To: Frank A. Coluccio who wrote (10973)8/11/2005 11:50:26 PM
From: axial  Read Replies (2) | Respond to of 46821
 
Frank, we agree.

"I don't believe Skype's success could in any way be confused with a failure of Internet design. The Internet is performing as it should when Skype gets through, and it does get through most firewalls and NATs.

Rather, I view the success of Skype as a reflection of how the Internet was originally regarded and how it was intended to work by its crafters at a time when the types of scourges we deal with today were virtually non-existent. Or, as I am often reminded, when the government, universities and research centers were the sole tenants of the Internet, the permissiveness that lends itself to today's breaches was in actuality regarded as a beneficial "feature" (witness the Skype example you cited earlier), rather than as a vulnerability or weakness."

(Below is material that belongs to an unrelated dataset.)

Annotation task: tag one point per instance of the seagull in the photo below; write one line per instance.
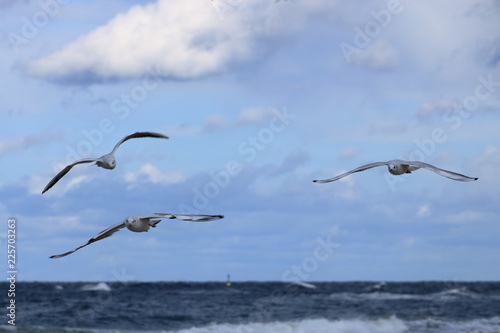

This is an echo of fred g's response, which in turn echos the comments of the Internet's creators.

The question is: can you make the Internet secure? I don't think you can.

I don't think any widely-used, public global network can be secure.

Can one make it progressively more difficult to crack either content, transmission/reception, or both? Yes.

There are "stories" (perhaps apocryphal) of American subs that tap into fiberoptic cables, undersea. Given the volume of traffic, and the speed of transmission, this seems difficult to believe. How one would extract meaningful data without alerting users with an unexplained break in transmission/reception (the cut and splice) and huge data storage capacity (else real-time transmission to analysis, with real-time analysis) strains the imagination.

The point is that any network is susceptible at various levels. The more widely-known and understood its workings, the more likely that it will be penetrated.

I don't disagree that Skype works in a manner consistent with the design of the Internet. But I don't think that the Skype payload was contemplated when the switches that carry it were designed.

And those carriers who've attempted to block Skype (or Vonage) traffic are certainly not willing participants.

Taking a step back, the argument seems to be that an exploit is justifiable if it's consistent with the original design of the Internet.

Then are carriers obliged to handle all traffic that makes use of their resources, at their cost?